This is not the ironclad argument you think it is, dude.
Lawrence O’Donnell helpfully reminds everyone the Senate is filled with useless idiots
Time to Log Off is a weekly series documenting the many ways our political figures show their whole asses online.
On Thursday morning, the San Francisco Chronicle published a lengthy investigation into longtime California Democratic Sen. Dianne Feinstein, alleging that a number of her colleagues have growing concerns about the 88-year-old’s mental competency. The details of the report, salacious as they are, aren’t all that important; Feinstein has been dogged by rumors of serious cognitive decline for years now. But the fact that the Chronicle spoke with, by their own account, “four U.S. senators, including three Democrats, as well as three former Feinstein staffers” and a “California Democratic member of Congress” has pushed the issue of Feinstein’s age and mental acuity back into the limelight in a big way.
Coming to Feinstein’s ostensible defense, then, was none other than former Senate staffer, former Senate Finance Committee staff director, and current MSNBC anchor Lawrence O’Donnell, who apparently thought he was helping this immeasurably powerful politician believed to be worth around $100 million by poitnting out that, actually, Feinstein’s alleged mental decline isn’t really all that newsworthy to begin with.
“I understand concerns about Dianne Feinstein but read whispers about her in this Senate context,” O’Donnell tweeted in response to the Chronicle piece: “[A]t least 50 senators are 100% dependent on staff, most senators are over 90% dependent on staff, and Strom Thurmond died in office in 2003 at age 100 long after obvious mental decline.”
Ummmmm.
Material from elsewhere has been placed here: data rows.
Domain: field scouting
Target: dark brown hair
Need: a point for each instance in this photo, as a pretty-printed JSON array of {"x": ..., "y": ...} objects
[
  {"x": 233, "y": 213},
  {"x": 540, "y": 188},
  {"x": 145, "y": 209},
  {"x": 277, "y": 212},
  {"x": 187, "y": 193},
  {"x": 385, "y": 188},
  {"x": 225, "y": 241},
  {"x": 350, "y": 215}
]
Yay? What, exactly, is the point O’Donnell is trying to make here? That Feinstein’s alleged decline is actually perfectly fine because in fact fully half of U.S. senators are essentially empty shirts? That noted racist Strom Thurmond should be held as the standard by which all other excessively geriatric lawmakers should be measured by? That the lofty deliberative body that is the upper chamber of the Congress is actually a broken institution run by the unelected employees of an aging class of deteriorating figureheads?
O’Donnell is not a dumb man. Or, at least, he is a very accomplished man, and the sort of person whose accomplishments have required some measure of intelligence and understanding. He is, however, prey to the same inclination that keeps the American political machine from actually getting anything of substance done: the belief that an obviously dysfunctional Senate is somehow operating perfectly normally, and within some form of guardrails that everyone understands and respects implicitly. Of course that’s not true, but it is the prevailing sense, fed by Washington’s own self-satisfaction and resistance to change, that keeps the loci of power relatively unchanged in this country.
In other words, Lawrence O’Donnell: If you don’t have anything helpful or worthwhile to say about the Senate, perhaps instead of tweeting nonsense like this, it’s time you simply log off.